There have been significant changes in my hometown over the past couple of years. The new Party secretary is a young man in his late thirties with an American PhD, bold vision, and lofty goals. We’ve been told that he plans to develop the area on both sides of the Jiao River, and to that end, construction equipment has begun rumbling into the area. Within a few years, you won’t be able to recognise the place, with all its changes. Much of what you saw when you were here will be gone. Whether these coming changes will work to the area’s advantage or disadvantage is impossible to say.

I will include the third portion of material about my aunt with this letter — I’m embarrassed to call it a letter. I will, of course, keep writing. Your praise is all the encouragement I need.

Let me repeat our heartfelt invitation for you to visit us again at your convenience — maybe we should welcome you with the sort of treatment reserved for old and dear friends.
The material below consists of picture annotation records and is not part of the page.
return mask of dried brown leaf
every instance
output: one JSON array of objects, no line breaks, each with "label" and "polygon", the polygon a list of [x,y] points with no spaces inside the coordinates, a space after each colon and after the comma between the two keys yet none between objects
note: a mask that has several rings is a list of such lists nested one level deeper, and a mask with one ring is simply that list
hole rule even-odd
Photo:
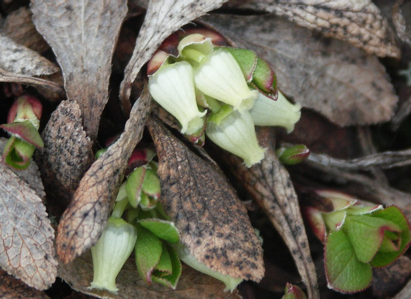
[{"label": "dried brown leaf", "polygon": [[261,128],[258,139],[267,147],[265,158],[251,168],[231,155],[231,173],[261,207],[284,240],[306,285],[309,297],[319,298],[315,268],[300,211],[298,198],[290,176],[275,155],[273,130]]},{"label": "dried brown leaf", "polygon": [[94,160],[90,138],[83,128],[75,101],[63,101],[51,114],[41,134],[44,147],[35,160],[47,195],[60,213],[67,206],[83,175]]},{"label": "dried brown leaf", "polygon": [[55,279],[54,231],[42,200],[0,163],[0,266],[39,290]]},{"label": "dried brown leaf", "polygon": [[27,286],[0,269],[0,298],[2,299],[48,299],[43,292]]},{"label": "dried brown leaf", "polygon": [[227,0],[151,0],[136,47],[124,71],[120,95],[123,108],[130,109],[132,84],[141,67],[151,58],[163,41],[180,27]]},{"label": "dried brown leaf", "polygon": [[147,124],[159,158],[160,200],[181,242],[211,269],[259,281],[264,274],[261,244],[235,191],[216,166],[154,117]]},{"label": "dried brown leaf", "polygon": [[19,45],[42,53],[50,46],[35,29],[31,15],[27,7],[21,7],[12,12],[7,15],[2,31]]},{"label": "dried brown leaf", "polygon": [[411,260],[406,256],[401,256],[386,268],[373,269],[371,285],[373,292],[378,298],[390,297],[410,276]]},{"label": "dried brown leaf", "polygon": [[59,276],[75,290],[99,298],[113,299],[239,299],[238,291],[223,291],[224,284],[209,276],[183,265],[182,274],[174,290],[159,284],[148,286],[139,276],[134,259],[129,258],[116,279],[118,293],[113,294],[87,288],[93,279],[91,256],[89,251],[65,265],[61,264]]},{"label": "dried brown leaf", "polygon": [[67,98],[80,106],[92,141],[108,98],[111,57],[125,0],[31,2],[33,20],[61,67]]},{"label": "dried brown leaf", "polygon": [[[387,121],[398,101],[378,59],[270,15],[204,19],[272,65],[284,92],[340,125]],[[240,36],[240,40],[238,37]]]},{"label": "dried brown leaf", "polygon": [[45,87],[50,89],[59,94],[63,94],[63,88],[59,84],[48,80],[24,76],[8,71],[0,67],[0,82],[12,82],[33,85],[33,86]]},{"label": "dried brown leaf", "polygon": [[57,252],[65,263],[94,245],[105,227],[127,161],[141,139],[151,99],[148,91],[144,90],[133,106],[124,132],[80,181],[59,224]]},{"label": "dried brown leaf", "polygon": [[371,0],[240,0],[233,6],[285,16],[370,54],[395,58],[401,55],[393,30]]}]

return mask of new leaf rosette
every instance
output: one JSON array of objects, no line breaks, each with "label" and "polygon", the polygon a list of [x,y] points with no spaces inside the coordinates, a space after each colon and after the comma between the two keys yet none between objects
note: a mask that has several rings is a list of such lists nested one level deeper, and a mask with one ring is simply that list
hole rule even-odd
[{"label": "new leaf rosette", "polygon": [[177,119],[189,140],[203,143],[205,132],[248,167],[264,157],[254,126],[280,126],[289,133],[300,119],[301,105],[278,91],[266,61],[253,51],[226,46],[209,29],[170,36],[149,62],[147,74],[153,98]]},{"label": "new leaf rosette", "polygon": [[366,289],[372,267],[388,266],[409,247],[411,228],[397,207],[364,207],[354,198],[329,190],[316,190],[313,197],[305,214],[325,244],[329,288],[342,293]]}]

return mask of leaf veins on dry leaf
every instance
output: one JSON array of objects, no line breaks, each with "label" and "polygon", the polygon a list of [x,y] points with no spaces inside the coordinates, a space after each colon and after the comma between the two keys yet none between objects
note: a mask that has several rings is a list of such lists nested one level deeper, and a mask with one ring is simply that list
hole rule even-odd
[{"label": "leaf veins on dry leaf", "polygon": [[36,152],[36,161],[47,194],[55,199],[51,201],[58,201],[64,210],[94,159],[91,142],[83,130],[77,102],[60,103],[41,136],[44,147]]},{"label": "leaf veins on dry leaf", "polygon": [[59,223],[57,252],[65,263],[97,241],[105,227],[127,162],[140,141],[151,98],[147,90],[135,103],[124,132],[90,167]]},{"label": "leaf veins on dry leaf", "polygon": [[41,199],[0,163],[0,266],[39,290],[57,275],[54,231]]},{"label": "leaf veins on dry leaf", "polygon": [[368,53],[399,58],[395,35],[371,0],[235,0],[233,7],[272,12]]},{"label": "leaf veins on dry leaf", "polygon": [[136,273],[134,260],[130,258],[120,271],[116,283],[117,294],[88,287],[93,279],[93,265],[89,251],[67,265],[59,265],[59,277],[75,290],[100,298],[111,299],[239,299],[238,292],[225,292],[224,284],[183,265],[183,271],[175,290],[159,284],[148,286]]},{"label": "leaf veins on dry leaf", "polygon": [[376,57],[273,15],[204,20],[239,47],[255,50],[273,66],[282,91],[331,121],[370,124],[393,116],[398,98]]},{"label": "leaf veins on dry leaf", "polygon": [[263,250],[245,208],[217,167],[195,155],[153,118],[160,201],[190,253],[211,269],[259,281]]}]

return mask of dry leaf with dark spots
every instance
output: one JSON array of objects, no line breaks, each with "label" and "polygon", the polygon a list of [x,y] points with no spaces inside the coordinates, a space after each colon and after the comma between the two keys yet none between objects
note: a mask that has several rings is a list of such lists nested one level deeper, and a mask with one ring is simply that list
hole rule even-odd
[{"label": "dry leaf with dark spots", "polygon": [[260,163],[247,168],[239,158],[230,155],[227,166],[265,211],[287,244],[307,287],[309,297],[319,298],[315,268],[298,198],[288,173],[275,155],[273,132],[267,127],[258,131],[260,144],[268,148]]},{"label": "dry leaf with dark spots", "polygon": [[28,8],[21,7],[7,15],[1,31],[19,45],[42,53],[50,46],[35,29],[31,15]]},{"label": "dry leaf with dark spots", "polygon": [[29,185],[0,163],[0,266],[38,290],[55,279],[54,231]]},{"label": "dry leaf with dark spots", "polygon": [[267,60],[285,94],[332,122],[370,124],[393,116],[398,98],[376,57],[283,18],[212,14],[204,18],[239,46]]},{"label": "dry leaf with dark spots", "polygon": [[111,58],[126,1],[33,0],[31,9],[61,67],[67,98],[80,105],[85,130],[94,142],[108,98]]},{"label": "dry leaf with dark spots", "polygon": [[223,291],[220,281],[183,265],[183,271],[174,290],[158,284],[151,286],[137,274],[134,259],[126,262],[117,276],[117,294],[88,287],[93,279],[93,266],[89,251],[68,265],[59,265],[59,277],[67,282],[74,289],[99,298],[112,299],[240,299],[238,291],[232,293]]},{"label": "dry leaf with dark spots", "polygon": [[141,139],[151,98],[143,90],[124,132],[84,175],[59,223],[57,252],[67,263],[98,240],[123,180],[132,152]]},{"label": "dry leaf with dark spots", "polygon": [[[83,175],[94,160],[90,138],[83,128],[81,112],[74,101],[63,101],[51,114],[41,134],[44,147],[35,158],[50,204],[61,213]],[[52,203],[51,203],[52,202]]]},{"label": "dry leaf with dark spots", "polygon": [[259,281],[264,274],[261,244],[235,191],[216,166],[154,117],[147,124],[159,159],[160,200],[181,242],[212,270]]},{"label": "dry leaf with dark spots", "polygon": [[0,298],[2,299],[48,299],[43,292],[30,288],[24,283],[0,269]]},{"label": "dry leaf with dark spots", "polygon": [[123,108],[130,109],[132,84],[141,67],[151,58],[161,43],[183,25],[210,10],[218,8],[227,0],[151,0],[141,26],[133,56],[124,70],[120,95]]},{"label": "dry leaf with dark spots", "polygon": [[395,34],[370,0],[247,0],[233,7],[272,12],[370,54],[399,58]]}]

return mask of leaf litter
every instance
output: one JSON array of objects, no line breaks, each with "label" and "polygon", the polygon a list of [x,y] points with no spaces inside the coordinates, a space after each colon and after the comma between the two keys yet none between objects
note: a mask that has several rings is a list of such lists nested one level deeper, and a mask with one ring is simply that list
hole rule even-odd
[{"label": "leaf litter", "polygon": [[[84,262],[83,257],[84,255],[87,256],[87,249],[97,241],[104,227],[111,208],[111,203],[124,176],[127,160],[133,149],[141,138],[145,120],[148,117],[150,105],[148,103],[150,97],[146,92],[143,92],[133,108],[131,108],[129,98],[133,81],[143,65],[167,36],[182,25],[210,10],[218,8],[223,2],[223,1],[194,2],[189,0],[148,2],[145,19],[137,39],[134,52],[126,68],[120,89],[123,108],[126,115],[131,111],[130,118],[124,133],[117,141],[109,147],[108,151],[101,158],[91,164],[91,143],[94,142],[94,149],[95,149],[100,116],[108,98],[111,56],[120,26],[126,17],[125,2],[108,2],[100,6],[96,6],[95,3],[86,2],[85,6],[82,8],[78,6],[78,3],[76,2],[62,2],[53,5],[42,0],[32,2],[31,9],[37,30],[50,45],[62,68],[68,99],[76,101],[63,102],[56,110],[54,119],[49,121],[48,127],[43,130],[43,137],[45,140],[49,141],[50,146],[47,147],[46,151],[43,153],[38,153],[36,158],[39,164],[42,163],[41,161],[44,163],[47,160],[45,158],[49,159],[48,163],[50,163],[50,166],[45,167],[45,171],[42,166],[40,167],[43,173],[45,184],[47,186],[46,190],[47,200],[49,197],[59,197],[60,194],[64,198],[65,203],[63,205],[65,205],[70,199],[73,199],[60,221],[57,245],[59,256],[63,261],[65,263],[73,261],[66,265],[61,264],[59,266],[59,275],[65,277],[64,279],[72,284],[74,288],[86,293],[93,293],[86,289],[91,280],[89,257],[87,267],[85,267],[87,263]],[[328,120],[340,125],[369,125],[391,119],[398,98],[383,65],[375,56],[370,54],[398,58],[399,48],[394,41],[393,31],[381,15],[378,8],[370,1],[355,3],[338,1],[324,3],[313,0],[298,3],[293,1],[250,1],[241,2],[239,4],[238,2],[230,2],[225,9],[227,7],[241,8],[264,11],[284,16],[289,21],[272,14],[267,14],[261,18],[260,16],[231,15],[227,16],[215,13],[211,13],[203,20],[220,29],[238,45],[254,49],[272,64],[278,78],[280,89],[285,94],[307,108],[319,111]],[[147,3],[145,2],[146,5]],[[92,11],[95,13],[88,14]],[[32,25],[27,18],[28,14],[30,14],[29,12],[22,9],[19,12],[16,11],[15,13],[17,14],[17,12],[25,16],[21,20],[25,20],[24,26],[27,26],[27,31],[32,32]],[[9,14],[10,18],[11,15]],[[295,26],[290,21],[309,29],[315,29],[316,33]],[[346,26],[346,30],[344,29],[344,26],[335,25],[340,23]],[[53,25],[50,26],[50,24]],[[164,26],[164,24],[166,24],[166,26]],[[98,24],[101,26],[99,27]],[[397,26],[401,29],[399,25]],[[9,30],[8,35],[12,35],[15,33],[16,39],[20,34],[22,34],[20,36],[24,36],[24,34],[28,36],[26,33],[18,33],[10,29],[7,30]],[[406,40],[404,34],[400,36],[403,40]],[[241,36],[241,39],[236,39],[238,36]],[[331,38],[336,38],[340,41]],[[18,43],[31,46],[30,45],[34,42],[29,42],[27,39],[28,38],[22,38]],[[38,39],[38,36],[36,40]],[[14,42],[10,41],[11,40],[5,40],[7,41],[6,48],[11,50],[12,52],[16,47],[21,47],[16,46]],[[85,41],[87,43],[85,43]],[[348,41],[358,48],[342,41]],[[45,49],[46,46],[43,44],[38,48],[34,48],[38,51],[42,51],[42,49]],[[35,56],[27,50],[24,48],[23,58]],[[42,62],[38,64],[38,65],[41,67],[48,65],[47,61],[42,60],[41,58],[40,60]],[[10,58],[8,59],[6,57],[6,62],[9,63],[10,61],[12,61]],[[40,71],[39,69],[35,68],[35,71],[25,73],[25,70],[18,65],[11,65],[17,67],[12,69],[4,69],[2,65],[0,65],[0,81],[48,86],[61,93],[61,88],[58,84],[37,77],[39,74],[35,72]],[[7,66],[7,64],[5,65]],[[35,66],[37,65],[29,62],[28,65]],[[7,68],[6,66],[4,67]],[[55,66],[54,68],[52,66],[50,67],[54,71],[58,70]],[[78,103],[79,106],[73,105],[74,103]],[[62,112],[64,111],[67,112]],[[65,114],[67,115],[66,120],[58,119],[60,116]],[[167,207],[167,211],[175,217],[179,228],[184,232],[185,237],[183,237],[183,242],[191,252],[200,260],[204,262],[207,259],[212,260],[207,261],[211,268],[225,273],[234,274],[238,277],[259,280],[263,276],[264,268],[259,240],[254,234],[244,207],[238,201],[237,196],[226,180],[224,175],[217,170],[216,164],[211,161],[209,158],[204,155],[204,152],[202,149],[195,150],[195,146],[187,147],[181,140],[174,136],[174,131],[173,133],[170,133],[158,119],[153,120],[155,117],[153,117],[149,121],[149,127],[152,132],[157,133],[154,135],[153,139],[155,142],[156,138],[158,140],[156,146],[160,152],[160,165],[162,165],[159,173],[165,185],[170,185],[170,188],[163,190],[164,194],[162,200]],[[50,119],[52,119],[52,117]],[[61,129],[62,127],[68,134],[65,134],[60,144],[54,144],[53,140],[59,139],[58,136],[61,134],[58,133],[58,128]],[[315,129],[315,127],[313,129]],[[260,142],[265,140],[264,130],[261,132]],[[81,141],[76,144],[76,140],[78,140]],[[326,141],[320,140],[321,141]],[[84,143],[82,143],[83,142]],[[79,155],[84,146],[87,148],[84,151],[85,157],[80,157]],[[270,150],[273,148],[274,145],[272,145]],[[166,149],[168,151],[166,151]],[[47,151],[49,152],[46,154]],[[60,156],[57,154],[60,151],[65,151],[67,157],[64,155]],[[162,151],[163,153],[161,153]],[[342,159],[337,160],[321,153],[313,154],[313,157],[321,157],[324,159],[322,160],[323,162],[317,161],[315,167],[311,165],[311,168],[302,169],[305,171],[312,171],[313,174],[314,173],[313,169],[316,168],[316,171],[319,170],[320,174],[317,174],[316,177],[317,183],[320,182],[321,184],[326,184],[329,182],[329,179],[327,182],[326,178],[331,177],[332,180],[340,183],[344,181],[346,184],[347,182],[356,184],[357,191],[355,186],[351,190],[354,190],[354,193],[358,193],[358,190],[362,188],[365,191],[364,193],[367,193],[365,196],[366,198],[372,198],[373,196],[373,199],[377,201],[379,200],[387,204],[395,202],[402,207],[407,205],[409,202],[408,193],[402,193],[388,185],[379,185],[372,174],[366,175],[360,172],[352,172],[353,171],[358,172],[359,170],[371,169],[373,171],[376,167],[404,166],[408,163],[409,155],[407,151],[375,154],[356,160],[352,160],[350,157],[342,157]],[[344,158],[351,159],[346,160]],[[43,159],[44,160],[42,160]],[[83,167],[55,167],[56,165],[62,165],[63,162],[66,161],[69,162],[67,163],[69,166],[82,164]],[[297,205],[296,195],[291,183],[292,180],[293,182],[296,180],[298,183],[306,180],[306,178],[301,179],[301,173],[295,176],[295,173],[298,172],[295,170],[299,166],[290,170],[292,174],[290,179],[285,168],[278,161],[276,162],[273,153],[263,161],[260,165],[250,170],[242,169],[238,161],[230,161],[231,159],[228,159],[226,162],[229,162],[229,168],[235,170],[232,171],[231,176],[232,178],[236,177],[237,179],[241,181],[265,212],[289,247],[307,288],[309,297],[317,297],[316,274],[310,259],[307,236]],[[200,180],[198,178],[195,180],[196,188],[193,188],[193,190],[188,188],[188,186],[193,185],[191,184],[193,178],[198,175],[197,171],[193,170],[195,167],[190,165],[184,166],[184,169],[191,170],[190,171],[193,172],[190,173],[193,175],[190,178],[187,177],[186,174],[179,173],[175,170],[176,165],[178,169],[178,165],[185,165],[184,163],[186,164],[187,161],[189,164],[193,163],[196,167],[209,170],[209,177],[206,178],[214,182],[213,183],[221,183],[225,186],[218,192],[228,192],[230,194],[228,196],[230,199],[227,200],[230,201],[229,205],[235,207],[237,215],[241,215],[240,218],[242,220],[239,221],[238,219],[233,219],[235,218],[234,213],[232,215],[229,213],[231,215],[229,218],[233,219],[234,224],[226,231],[222,228],[227,226],[227,219],[221,219],[219,225],[216,226],[212,221],[207,220],[207,215],[201,215],[197,213],[193,208],[196,205],[206,204],[210,209],[210,215],[222,213],[221,211],[224,211],[225,207],[219,203],[215,204],[216,199],[213,199],[213,196],[216,195],[210,194],[206,185],[202,182],[199,182]],[[312,164],[312,160],[310,163]],[[326,165],[326,163],[328,164]],[[303,164],[304,167],[306,167],[307,164]],[[347,166],[349,165],[353,166]],[[349,169],[349,172],[347,169]],[[4,184],[3,182],[11,182],[10,185],[3,186],[5,199],[4,204],[13,202],[18,204],[19,201],[27,201],[31,207],[28,211],[32,209],[36,211],[40,217],[36,218],[37,222],[30,220],[30,223],[34,226],[36,223],[46,223],[43,226],[43,230],[45,231],[40,229],[33,235],[40,238],[42,236],[42,240],[45,240],[42,243],[43,247],[38,250],[38,247],[33,246],[32,248],[29,248],[28,251],[25,251],[25,248],[22,247],[19,249],[17,246],[13,247],[13,250],[22,251],[25,256],[29,258],[31,256],[32,259],[35,261],[35,265],[41,265],[39,269],[48,267],[48,271],[46,274],[39,270],[38,273],[35,272],[35,275],[30,276],[30,273],[34,272],[30,272],[32,271],[30,267],[25,269],[26,272],[20,271],[19,267],[21,265],[15,264],[14,260],[4,261],[5,255],[0,253],[0,260],[4,261],[1,266],[29,285],[38,289],[44,289],[53,281],[57,274],[54,269],[55,260],[51,245],[53,233],[42,203],[41,198],[44,197],[44,193],[42,184],[39,182],[38,172],[34,170],[32,174],[28,175],[29,178],[37,178],[32,181],[27,178],[18,178],[7,168],[3,167],[2,170],[3,172],[0,179],[2,184]],[[47,174],[45,171],[55,171],[58,174],[50,174],[53,173]],[[372,173],[375,174],[375,172]],[[382,175],[385,175],[383,173]],[[60,187],[53,190],[55,193],[53,194],[49,190],[53,187],[52,178],[54,175],[60,178],[57,181]],[[49,179],[45,178],[47,176]],[[244,180],[242,178],[244,177],[247,179]],[[187,185],[184,185],[185,181],[183,178],[185,178],[184,179],[189,182]],[[172,184],[170,183],[172,181],[182,185],[180,186],[181,189],[186,194],[184,195],[184,192],[181,194],[176,192]],[[222,183],[223,181],[225,182]],[[26,182],[31,184],[32,186],[29,186]],[[79,185],[78,188],[78,185]],[[36,188],[35,185],[42,186]],[[258,187],[254,188],[255,185]],[[341,185],[344,185],[344,183]],[[16,191],[20,192],[21,190],[25,191],[24,195]],[[193,196],[192,192],[195,194]],[[262,197],[262,194],[267,194],[267,196]],[[178,203],[181,203],[181,198],[187,196],[191,197],[192,201],[179,205]],[[200,199],[201,198],[202,199]],[[204,198],[211,199],[210,202],[207,203]],[[19,211],[26,211],[27,209],[21,205],[18,207],[20,207]],[[179,208],[181,209],[181,212]],[[184,217],[181,218],[179,216],[182,215],[179,213],[192,215],[193,217],[201,220],[192,223]],[[224,213],[222,214],[226,215]],[[17,215],[26,220],[35,217],[28,212],[17,214]],[[11,231],[9,228],[10,223],[4,222],[5,219],[2,217],[4,221],[2,221],[2,226],[0,227],[2,235],[3,231]],[[3,229],[6,227],[7,229]],[[20,230],[27,228],[16,227]],[[188,227],[190,229],[184,231]],[[235,231],[238,227],[242,228],[241,231],[244,232],[244,235],[234,237],[230,234],[233,233],[230,230]],[[214,240],[218,241],[208,242],[208,239],[200,237],[204,232],[210,232],[212,235],[217,236]],[[231,243],[220,242],[220,240],[225,238],[229,239]],[[233,239],[237,239],[236,241],[238,242],[238,238],[242,240],[238,246],[240,251],[247,257],[246,259],[242,259],[244,257],[235,252],[234,248],[238,244],[233,241]],[[193,243],[195,240],[200,241],[199,246],[196,242]],[[36,259],[39,251],[46,252],[47,260],[42,260],[41,258]],[[207,252],[212,252],[212,254],[206,254]],[[227,252],[231,253],[228,254]],[[225,255],[229,256],[229,258],[226,258]],[[207,256],[209,257],[206,258]],[[78,256],[80,257],[75,259]],[[241,270],[239,270],[239,268],[236,270],[236,267],[227,267],[227,264],[234,260],[243,263],[244,267]],[[49,263],[47,264],[47,261]],[[75,271],[68,270],[72,269],[74,265],[78,267]],[[68,274],[67,271],[71,272],[70,274]],[[76,273],[82,274],[76,275]],[[132,289],[135,285],[132,284],[131,286],[125,286],[123,283],[127,281],[126,277],[132,275],[127,272],[124,274],[124,271],[122,273],[123,273],[121,274],[123,275],[122,279],[124,279],[124,282],[120,283],[131,293],[121,297],[129,297],[132,295],[130,294],[133,292]],[[182,282],[187,281],[188,290],[190,288],[196,290],[197,295],[185,290],[177,290],[176,292],[167,291],[165,293],[173,294],[172,295],[175,295],[176,297],[193,297],[193,295],[197,297],[201,293],[202,287],[198,284],[193,285],[193,281],[199,277],[202,279],[206,279],[204,276],[198,276],[198,275],[197,273],[190,276],[190,274],[186,274],[185,276],[183,274],[181,281],[182,288],[186,287]],[[189,278],[184,281],[184,277]],[[83,280],[79,281],[79,279]],[[202,295],[205,297],[206,294],[211,295],[218,292],[221,294],[221,297],[228,297],[221,291],[222,286],[213,288],[213,283],[211,282],[209,284],[205,283],[204,287],[208,290],[203,291]],[[150,288],[146,289],[144,286],[142,286],[141,290],[143,290],[141,293],[142,297],[144,296],[158,297],[155,297],[158,295],[158,293],[151,293]],[[101,294],[93,294],[102,296]],[[16,297],[18,297],[16,295]]]}]

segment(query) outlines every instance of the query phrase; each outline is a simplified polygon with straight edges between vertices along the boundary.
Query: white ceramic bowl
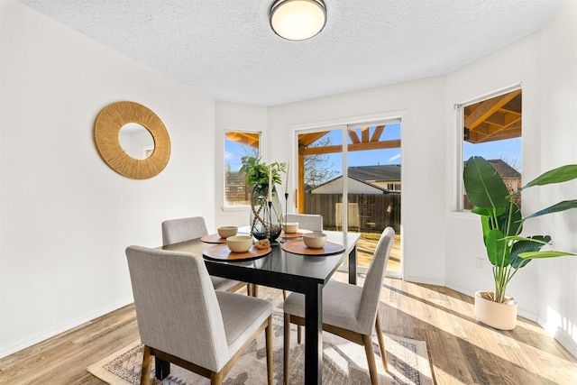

One more thing. My wife and I will soon retire and move back to our hometown. In Beijing we have always felt like outsiders. Not long ago, near the People’s Theatre, we were pilloried for two hours by a pair of women who, we were told, had grown up in a Beijing lane, one of its famous hutongs, which cemented our desire to return to our roots. We don’t expect the people back home to mistreat us like the people in big cities do. And maybe I’ll be closer to literature there.

Tadpole

New Year’s Day, 2004

Beijing

1

After dealing with Renmei’s funeral and putting things in order at home, I rushed back to my unit. A month later I received a telegram informing me that Mother had died. I took the telegram to my superior and asked for more leave. At the same time I handed him a request to transfer to civilian life.

On the night of Mother’s funeral, the yard was bathed in silvery moonlight. My daughter was sleeping on a rush mat laid out beneath the pear tree. Father was fanning her to keep the mosquitoes away. Katydids chirping on the bean trellis added to the sound of water flowing in the river.

You should find someone, Father said with a sigh. With no women in the family, this doesn’t seem like a home.

I’ve sent in a request to return to civilian life, I said. So let’s wait till I come back home.

Everything was going along fine, he said with another sigh, and look how it’s turned out. I don’t even know who to blame.

You can’t blame Gugu, I said. She didn’t do anything wrong.

I wasn’t blaming her, he said. It was just our fate.

Without dedicated people like Gugu, I said, government policy would be impossible to implement.

What you say makes sense, but why did it have to be her? It broke my heart to see her get stabbed in the leg and bleed like that. She is, after all, my cousin.

Nothing we can do about that, I said.

2

According to Father, after my mother-in-law stabbed Gugu, the wound became infected and Gugu spiked a high fever that stubbornly hung on. Yet that did not stop her from leading a team to search for and arrest Wang Dan. The term sounds unduly harsh, but that’s what they used.